To: Daffynition
“hot” isn’t a flavor? Then why spice foods with it?
To: Daffynition
The American palate is also sensitized to recognize the endless stream of crap sandwiches coming from the Obama Administation and the Congress.
To: Daffynition
To: Daffynition
When I was growing up, there were four flavors. Then they came up with a fifth. Now they have a sixth.

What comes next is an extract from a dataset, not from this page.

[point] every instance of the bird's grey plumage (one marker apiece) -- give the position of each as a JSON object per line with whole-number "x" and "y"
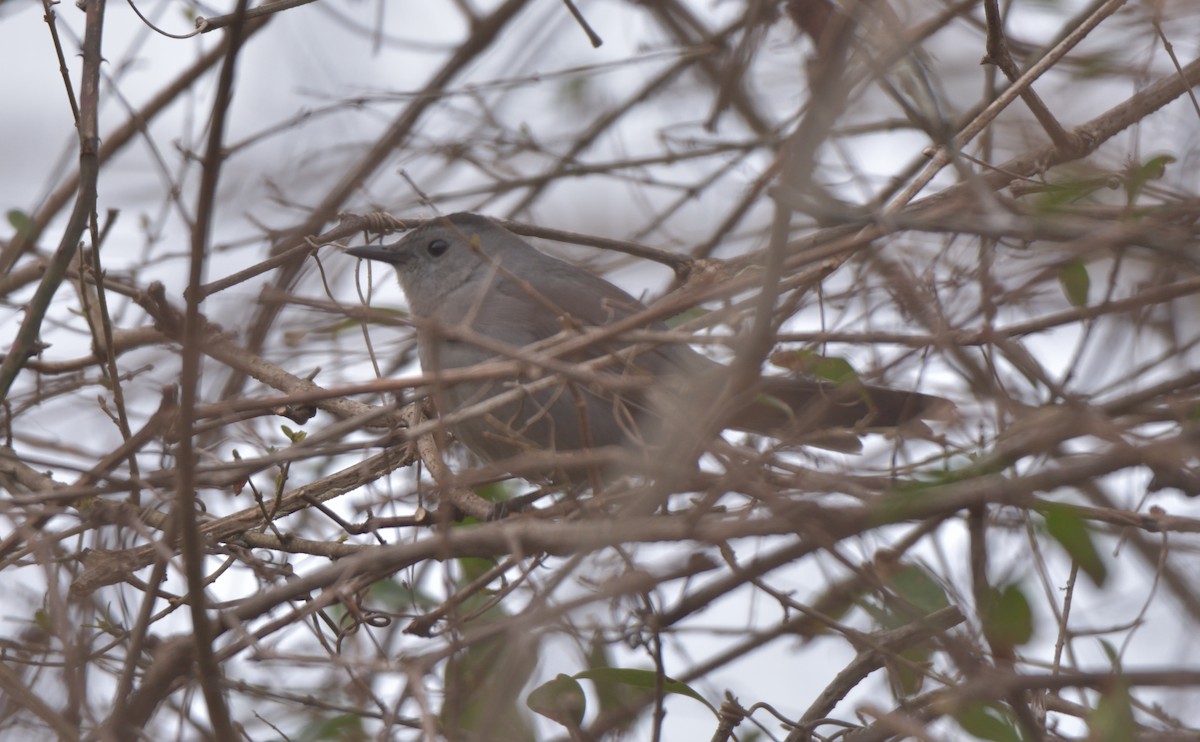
{"x": 465, "y": 270}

I tell ya -- Baskin Robbins was ahead of everybody!
5 posted on
03/10/2010 7:27:23 AM PST by
ClearCase_guy
(We're all heading toward red revolution - we just disagree on which type of Red we want.)
To: Daffynition
6 posted on
03/10/2010 7:27:32 AM PST by
ReneeLynn
(Socialism is SO yesterday. Fascism, it*s the new black. Mmm Mmm Mmm.)
To: Daffynition
Is this a BACON thread in disguise?
7 posted on
03/10/2010 7:37:17 AM PST by
JoeProBono
(A closed mouth gathers no feet)
To: Daffynition
I’ve been tasting “savory” and “fat” all my life, and my ancestors have choosing diets based on these tastes for thousands of years.
Who are the idiots who think they just discovered these flavors? And why do I have to use a jap word for “savory”?
To: Daffynition
Do I get money if I add a seventh flavor?
“Soap”. It’s the flavor of cilantro.
To: Daffynition
I’ve been saying that for years. Everybody from the midwest knows cholesterol is a spice, and a damn tasty one at that.
13 posted on
03/10/2010 8:14:21 AM PST by
discostu
(wanted: brick, must be thick and well kept)
To: Daffynition
As they say in some states if it ain't fried, it ain't food!.
14 posted on
03/10/2010 8:23:06 AM PST by
Mase
(Save me from the people who would save me from myself!)
To: Daffynition
“Fat” isn’t a flavor. Its a carrier of flavors.
15 posted on
03/10/2010 8:27:49 AM PST by
Little Ray
(The Gods of the Copybook Headings with terror and slaughter return!)